I wish I knew. If you can't find any supplier, I may be able to
scrounge 1 or two core sets and bobbins from my personal stash to get
you started. This is the easiest component to make yourself that can
compete with a commercial product in quality, but it is very hard to
find the parts in low quantity. And that is a real shame.

14. ### John PopelishGuest

The first turn probably wasn't so bad.

15. ### TweetldeeGuest

Yeahhh I was laughing my ass off while reading his answer.
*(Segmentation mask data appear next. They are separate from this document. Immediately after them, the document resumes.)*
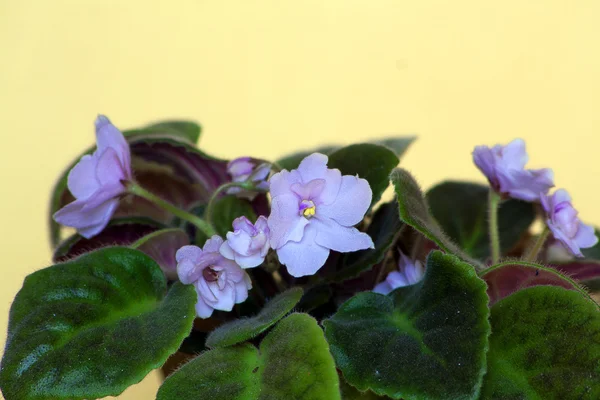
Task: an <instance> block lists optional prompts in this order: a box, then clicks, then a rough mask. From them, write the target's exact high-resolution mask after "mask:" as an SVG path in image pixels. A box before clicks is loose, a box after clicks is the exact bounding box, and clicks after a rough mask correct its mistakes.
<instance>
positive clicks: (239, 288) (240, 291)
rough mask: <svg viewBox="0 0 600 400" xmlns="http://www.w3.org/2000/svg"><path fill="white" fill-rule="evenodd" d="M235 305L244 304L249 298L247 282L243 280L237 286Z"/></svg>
mask: <svg viewBox="0 0 600 400" xmlns="http://www.w3.org/2000/svg"><path fill="white" fill-rule="evenodd" d="M234 289H235V304H239V303H243V302H244V301H246V299H247V298H248V287H247V286H246V281H245V280H242V281H240V282H238V283H236V284H235V286H234Z"/></svg>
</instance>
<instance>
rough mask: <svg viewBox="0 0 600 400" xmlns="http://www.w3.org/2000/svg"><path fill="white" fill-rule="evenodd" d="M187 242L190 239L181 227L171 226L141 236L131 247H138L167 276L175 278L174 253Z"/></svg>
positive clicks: (175, 272) (176, 261)
mask: <svg viewBox="0 0 600 400" xmlns="http://www.w3.org/2000/svg"><path fill="white" fill-rule="evenodd" d="M189 244H190V239H189V237H188V235H187V233H185V232H184V231H182V230H181V229H177V228H171V229H161V230H159V231H156V232H152V233H150V234H148V235H146V236H143V237H142V238H140V239H138V240H137V241H136V242H135V243H132V244H131V248H133V249H138V250H140V251H141V252H144V253H146V254H147V255H149V256H150V257H152V259H153V260H154V261H156V262H157V263H158V266H159V267H160V269H162V270H163V272H164V273H165V275H166V276H167V278H169V279H172V280H176V279H177V259H176V258H175V255H176V254H177V250H179V249H180V248H182V247H183V246H186V245H189Z"/></svg>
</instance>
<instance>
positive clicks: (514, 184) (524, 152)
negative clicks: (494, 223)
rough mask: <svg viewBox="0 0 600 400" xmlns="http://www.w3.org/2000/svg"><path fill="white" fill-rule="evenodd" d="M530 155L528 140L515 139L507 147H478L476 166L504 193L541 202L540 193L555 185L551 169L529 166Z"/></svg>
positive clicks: (521, 198) (548, 188)
mask: <svg viewBox="0 0 600 400" xmlns="http://www.w3.org/2000/svg"><path fill="white" fill-rule="evenodd" d="M528 159H529V156H528V155H527V151H526V150H525V142H524V141H523V140H522V139H515V140H513V141H512V142H510V143H509V144H507V145H506V146H502V145H495V146H494V147H491V148H490V147H487V146H477V147H475V150H473V161H474V162H475V165H477V167H478V168H479V170H481V172H483V174H484V175H485V176H486V178H487V179H488V181H489V182H490V185H491V186H492V188H493V189H494V190H495V191H497V192H498V193H500V194H503V195H507V196H510V197H512V198H515V199H521V200H525V201H538V200H539V198H540V193H544V194H546V193H548V190H550V188H551V187H553V186H554V174H553V172H552V170H551V169H549V168H544V169H525V164H527V161H528Z"/></svg>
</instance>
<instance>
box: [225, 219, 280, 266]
mask: <svg viewBox="0 0 600 400" xmlns="http://www.w3.org/2000/svg"><path fill="white" fill-rule="evenodd" d="M269 248H270V245H269V226H268V225H267V218H266V217H265V216H263V215H261V216H260V217H258V219H257V220H256V223H255V224H252V222H250V221H249V220H248V218H246V217H239V218H236V219H235V220H234V221H233V232H228V233H227V240H226V241H225V242H224V243H223V244H222V245H221V247H220V252H221V255H223V257H225V258H227V259H229V260H234V261H235V262H236V263H237V264H238V265H239V266H240V267H242V268H254V267H257V266H259V265H260V264H262V263H263V261H264V260H265V257H266V255H267V253H268V251H269Z"/></svg>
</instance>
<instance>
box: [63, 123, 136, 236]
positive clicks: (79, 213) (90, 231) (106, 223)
mask: <svg viewBox="0 0 600 400" xmlns="http://www.w3.org/2000/svg"><path fill="white" fill-rule="evenodd" d="M96 141H97V148H96V151H95V152H94V153H93V154H88V155H85V156H83V158H81V160H80V161H79V162H78V163H77V165H75V167H73V169H71V172H70V173H69V177H68V180H67V185H68V187H69V191H70V192H71V194H72V195H73V196H74V197H75V201H74V202H72V203H70V204H68V205H67V206H65V207H64V208H62V209H61V210H59V211H58V212H56V213H55V214H54V219H55V220H56V221H57V222H58V223H60V224H63V225H65V226H70V227H73V228H75V229H77V230H78V231H79V234H81V236H84V237H86V238H88V239H89V238H91V237H92V236H95V235H97V234H98V233H99V232H100V231H102V230H103V229H104V228H105V227H106V225H107V224H108V222H109V221H110V218H111V217H112V215H113V214H114V212H115V210H116V209H117V206H118V205H119V196H121V195H122V194H123V193H125V191H126V187H125V184H126V182H127V181H129V180H131V178H132V172H131V155H130V151H129V145H128V144H127V141H126V140H125V138H124V137H123V134H122V133H121V132H120V131H119V130H118V129H117V128H116V127H115V126H114V125H113V124H111V123H110V121H109V120H108V118H106V117H105V116H103V115H100V116H99V117H98V118H97V119H96Z"/></svg>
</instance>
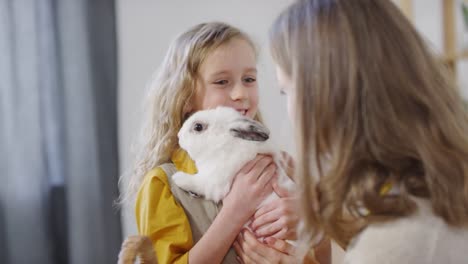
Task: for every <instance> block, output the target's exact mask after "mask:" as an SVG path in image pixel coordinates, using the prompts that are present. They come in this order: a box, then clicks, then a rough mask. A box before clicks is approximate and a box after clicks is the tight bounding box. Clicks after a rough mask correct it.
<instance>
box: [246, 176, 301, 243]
mask: <svg viewBox="0 0 468 264" xmlns="http://www.w3.org/2000/svg"><path fill="white" fill-rule="evenodd" d="M273 190H274V191H275V192H276V194H278V196H279V197H280V199H277V200H274V201H272V202H271V203H268V204H266V205H264V206H262V207H260V208H259V209H258V210H257V211H256V212H255V215H254V216H253V219H252V224H251V228H252V230H253V231H254V232H255V235H256V236H257V237H270V236H271V237H274V238H278V239H284V240H286V239H288V240H295V239H296V238H297V234H296V231H297V225H298V223H299V216H298V214H297V212H298V209H297V205H298V203H299V201H298V197H296V196H294V195H292V194H291V193H289V192H288V191H287V190H286V189H283V188H281V187H279V186H278V183H277V182H276V181H275V182H274V183H273Z"/></svg>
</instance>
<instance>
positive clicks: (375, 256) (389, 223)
mask: <svg viewBox="0 0 468 264" xmlns="http://www.w3.org/2000/svg"><path fill="white" fill-rule="evenodd" d="M417 205H418V210H417V212H415V213H414V214H412V215H410V216H408V217H402V218H401V219H398V220H393V221H389V222H385V223H376V224H371V225H370V226H368V227H367V228H366V229H364V230H363V231H362V232H361V233H360V234H359V235H358V236H357V237H356V238H355V239H354V240H353V241H352V243H351V244H350V246H349V247H348V250H347V253H346V256H345V263H349V264H354V263H360V264H367V263H381V264H386V263H408V264H409V263H452V264H461V263H465V262H466V252H467V250H468V229H463V228H455V227H451V226H449V225H448V224H447V223H445V222H444V221H443V220H442V218H440V217H438V216H436V215H435V214H434V213H432V208H431V206H430V204H429V202H427V201H424V200H418V201H417Z"/></svg>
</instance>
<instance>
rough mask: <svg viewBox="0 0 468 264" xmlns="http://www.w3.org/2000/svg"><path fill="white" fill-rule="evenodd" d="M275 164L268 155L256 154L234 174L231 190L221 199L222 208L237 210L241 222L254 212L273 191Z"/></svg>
mask: <svg viewBox="0 0 468 264" xmlns="http://www.w3.org/2000/svg"><path fill="white" fill-rule="evenodd" d="M275 175H276V165H275V163H274V162H273V159H272V158H271V157H270V156H265V155H258V156H257V157H256V158H255V159H254V160H252V161H250V162H248V163H247V164H246V165H245V166H244V167H243V168H242V169H241V170H240V171H239V172H238V173H237V175H236V176H235V178H234V182H233V184H232V187H231V190H230V191H229V193H228V194H227V195H226V197H225V198H224V199H223V208H224V207H226V208H230V209H232V210H235V211H236V212H238V214H237V215H238V217H239V218H240V219H239V221H243V223H245V222H247V220H248V219H249V218H250V217H251V216H252V215H253V214H254V213H255V210H256V209H257V207H258V206H259V205H260V203H261V202H262V201H263V200H264V199H265V198H266V197H267V196H268V195H269V194H270V193H271V192H272V191H273V187H272V179H274V178H275Z"/></svg>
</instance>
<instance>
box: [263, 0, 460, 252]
mask: <svg viewBox="0 0 468 264" xmlns="http://www.w3.org/2000/svg"><path fill="white" fill-rule="evenodd" d="M270 46H271V52H272V55H273V58H274V60H275V61H276V63H277V64H278V65H279V67H280V68H281V69H282V70H283V71H284V72H285V73H286V74H287V75H289V77H290V79H291V80H292V82H293V87H294V89H293V90H294V92H293V96H295V102H296V105H295V106H294V107H295V120H294V121H295V122H293V123H294V124H295V129H296V143H297V150H298V153H297V154H298V155H297V156H298V166H297V171H296V177H297V181H298V182H299V186H300V189H301V203H302V211H303V212H304V218H305V229H306V231H307V233H308V234H312V233H314V230H325V232H326V233H327V234H328V235H329V236H331V237H332V238H334V239H336V240H337V241H338V242H339V243H340V244H341V245H343V246H346V245H347V243H348V242H349V240H350V239H351V238H352V237H353V236H354V235H356V234H357V232H359V231H360V230H362V228H364V227H365V226H367V225H368V224H370V223H376V222H381V221H388V220H392V219H396V218H399V217H402V216H405V215H408V214H410V213H412V212H413V211H414V210H415V203H414V202H413V201H412V200H411V198H410V196H415V197H422V198H425V199H428V200H430V202H431V204H432V208H433V210H434V213H435V214H436V215H438V216H440V217H442V218H443V219H444V220H445V221H446V222H447V223H448V224H450V225H453V226H467V224H468V127H467V125H468V122H467V121H468V119H467V115H466V112H465V110H464V108H463V104H462V100H461V99H460V96H459V95H458V92H457V90H456V88H455V86H454V85H453V84H452V83H451V81H450V80H449V79H448V78H447V76H446V74H445V73H444V69H443V68H442V67H441V66H440V64H439V62H438V61H437V60H436V59H435V58H434V56H433V55H432V54H431V52H430V51H429V50H428V48H427V47H426V46H425V44H424V41H423V40H422V39H421V37H420V36H419V35H418V33H417V32H416V30H415V29H414V28H413V26H412V25H411V24H410V22H409V21H408V20H407V19H406V18H405V17H404V16H403V15H402V13H401V12H400V11H399V10H398V8H397V7H396V6H395V5H394V4H393V3H392V2H391V1H388V0H308V1H296V2H295V3H294V4H292V5H291V6H290V7H289V8H288V9H286V10H285V11H284V12H283V13H282V14H281V15H280V16H279V17H278V18H277V19H276V21H275V22H274V24H273V26H272V28H271V30H270ZM388 183H391V184H392V185H393V186H394V187H397V188H399V190H400V194H387V195H385V194H382V193H381V190H382V188H383V186H384V185H385V184H388ZM317 199H318V201H319V205H320V207H319V209H318V210H313V203H314V202H315V201H317Z"/></svg>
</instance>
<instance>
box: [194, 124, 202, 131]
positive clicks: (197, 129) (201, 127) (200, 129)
mask: <svg viewBox="0 0 468 264" xmlns="http://www.w3.org/2000/svg"><path fill="white" fill-rule="evenodd" d="M204 129H205V127H204V126H203V124H200V123H195V125H194V126H193V130H195V131H197V132H202V131H203V130H204Z"/></svg>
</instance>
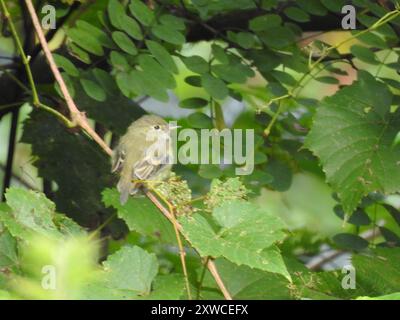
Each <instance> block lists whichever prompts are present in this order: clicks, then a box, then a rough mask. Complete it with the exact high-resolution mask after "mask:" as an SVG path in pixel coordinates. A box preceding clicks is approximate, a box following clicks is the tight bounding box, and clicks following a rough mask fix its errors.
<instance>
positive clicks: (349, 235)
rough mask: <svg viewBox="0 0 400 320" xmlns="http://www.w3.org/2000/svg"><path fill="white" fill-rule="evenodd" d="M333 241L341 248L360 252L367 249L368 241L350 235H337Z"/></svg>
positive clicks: (357, 237) (355, 235)
mask: <svg viewBox="0 0 400 320" xmlns="http://www.w3.org/2000/svg"><path fill="white" fill-rule="evenodd" d="M333 241H334V242H335V243H336V244H337V245H338V246H339V247H341V248H344V249H351V250H356V251H361V250H363V249H365V248H367V247H368V241H367V240H365V239H363V238H361V237H360V236H357V235H355V234H351V233H339V234H337V235H335V236H334V237H333Z"/></svg>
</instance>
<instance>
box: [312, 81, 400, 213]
mask: <svg viewBox="0 0 400 320" xmlns="http://www.w3.org/2000/svg"><path fill="white" fill-rule="evenodd" d="M360 76H361V77H360V80H358V81H357V82H355V83H354V84H352V85H351V86H349V87H346V88H344V89H342V90H340V91H339V92H338V93H336V94H335V95H334V96H331V97H328V98H326V99H325V100H323V102H322V103H321V105H320V107H319V108H318V110H317V114H316V116H315V119H314V124H313V126H312V129H311V132H310V133H309V135H308V137H307V139H306V146H307V147H308V148H309V149H310V150H311V151H312V152H313V153H314V154H315V155H316V156H317V157H319V158H320V159H321V162H322V166H323V170H324V172H325V174H326V178H327V181H328V182H329V183H330V184H331V185H332V186H333V188H334V190H335V191H336V192H337V193H338V195H339V198H340V199H341V202H342V205H343V208H344V211H345V212H346V213H348V214H350V213H351V212H353V211H354V209H355V208H356V207H357V205H358V203H359V202H360V200H361V198H362V197H363V196H365V195H366V194H368V193H369V192H372V191H380V192H383V193H393V192H396V191H398V190H400V170H399V169H400V163H399V159H400V149H399V148H398V147H392V143H393V141H394V138H395V136H396V134H397V132H398V128H399V126H400V112H399V110H397V111H396V112H391V111H390V105H391V101H392V94H391V93H390V91H389V90H388V89H387V87H386V86H385V85H384V84H383V83H380V82H378V81H376V80H375V79H373V78H372V77H371V76H370V75H368V74H366V73H360Z"/></svg>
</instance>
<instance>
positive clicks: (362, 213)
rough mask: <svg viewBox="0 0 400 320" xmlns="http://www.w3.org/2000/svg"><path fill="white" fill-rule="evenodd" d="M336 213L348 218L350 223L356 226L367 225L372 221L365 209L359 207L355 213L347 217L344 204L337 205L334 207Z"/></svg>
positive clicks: (349, 222)
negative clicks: (366, 212)
mask: <svg viewBox="0 0 400 320" xmlns="http://www.w3.org/2000/svg"><path fill="white" fill-rule="evenodd" d="M333 211H334V212H335V214H336V215H337V216H338V217H339V218H340V219H342V220H347V222H348V223H351V224H354V225H356V226H367V225H369V224H370V223H371V219H370V218H369V216H368V215H367V214H366V213H365V211H364V210H363V209H361V208H358V209H357V210H356V211H354V212H353V214H352V215H351V216H350V218H349V217H346V214H345V213H344V211H343V209H342V206H340V205H337V206H335V207H334V208H333Z"/></svg>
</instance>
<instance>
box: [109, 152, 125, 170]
mask: <svg viewBox="0 0 400 320" xmlns="http://www.w3.org/2000/svg"><path fill="white" fill-rule="evenodd" d="M125 157H126V153H125V151H124V150H123V148H120V147H118V148H117V149H116V150H115V151H114V153H113V156H112V167H111V172H112V173H114V172H118V171H121V169H122V166H123V164H124V161H125Z"/></svg>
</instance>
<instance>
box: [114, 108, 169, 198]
mask: <svg viewBox="0 0 400 320" xmlns="http://www.w3.org/2000/svg"><path fill="white" fill-rule="evenodd" d="M170 130H171V128H170V127H169V125H168V123H167V122H166V121H165V120H164V119H162V118H160V117H159V116H156V115H145V116H143V117H141V118H140V119H138V120H136V121H135V122H133V123H132V124H131V125H130V126H129V128H128V130H127V132H126V134H125V135H124V136H123V137H122V138H121V139H120V141H119V144H118V146H117V148H116V149H115V150H114V154H113V166H112V172H119V174H120V180H119V182H118V185H117V188H118V191H119V192H120V201H121V203H122V204H124V203H125V202H126V201H127V200H128V197H129V195H134V194H136V193H137V192H138V190H139V187H140V186H141V183H140V181H137V180H146V181H152V180H153V181H159V180H164V179H165V178H167V177H168V175H169V173H170V171H171V164H170V163H172V157H173V153H172V147H171V139H170ZM155 146H158V147H155ZM135 180H136V181H135Z"/></svg>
That was a
riot!!! I'll bet he's a good one to have at a party...
--
Tweetldee
Tweetldee at att dot net (Just subsitute the appropriate characters in the

Never take a laxative and a sleeping pill at the same time!!

16. ### TweetldeeGuest

True enough, but the rest of those turds were just plain nasty!!
--
Tweetldee
Tweetldee at att dot net (Just subsitute the appropriate characters in the

Never take a laxative and a sleeping pill at the same time!!

17. ### GenomeGuest

Well sort of. Humphreys are more cuddly.

Snippy
Pot cores have an alarmingly extreme mismatch between Aw and Ae. It's not
their fault, it's just the way they are and it prob don't matter. Rooting
things give a guess as to the bigness. Chances are a pot core will have a
bigger Ae versus its Aw but if its Aw times its Ae does the biz then I
wouldn't argue with it.

Snippy
I seriously hate bastards who *define* their *meaning* with arseholelicks.
That would be Asterixs.

Oh well,.......

Yooz losses, like heating things cum from the core and the copper. Now,
being Mr thick brick..... Oh bolicks its got something to do with exorcising
the BH loop and prximity layer such like. Simple.

And stop giving me Chritmas cards, I'll have to retaliate.
Ahhhhhhhhhhhhhh. Manys the time I've fantasized about a bit of the anal with
Hillery Clinton's. Licky licky.
You phone up your local TDK rep and listen to an Indian rolling about
laughing when you don't want to buy a million off.
Not a problem.

Do not rely on others to define your existance. Go work it out for yourself.

They will hate you for it and you will be seriously fucked up.

Nerrrr Nerrrrr nerrrrr
DNA

18. ### BrianGuest

Using a program we have developed over the years (which will do coils and core
selections, plus many other things as well). I plugged in your numbers to come
up with a core size. Take a look at it at http://www.fncwired.com/CoreExample

As you can see, we could have used a little bit more information. If you would
like us to change something, let us know and we will enter in the new data (and
display it for you). This program will also give you all the formulas used.

The core used is "Magnetics" molypermalloy powder core (MPP core).

19. ### DaveCGuest

Sorry. How 's THIS instead? =-o
Thanks (I think...)

Not impossible
What you need is a shuttle.
If the hole is real small you can use a needle as a shuttle.
If it is larger then you can take a wire coat hanger and cut a section off
and with a riffle file, file notches in a section of it and wrap your wire
around the notches in the wire (Or a metal or wood rod) that will keep your
wire neat and nice while you pass it around the core.
I have wound many of them

As an alternet use a pot core if applicable.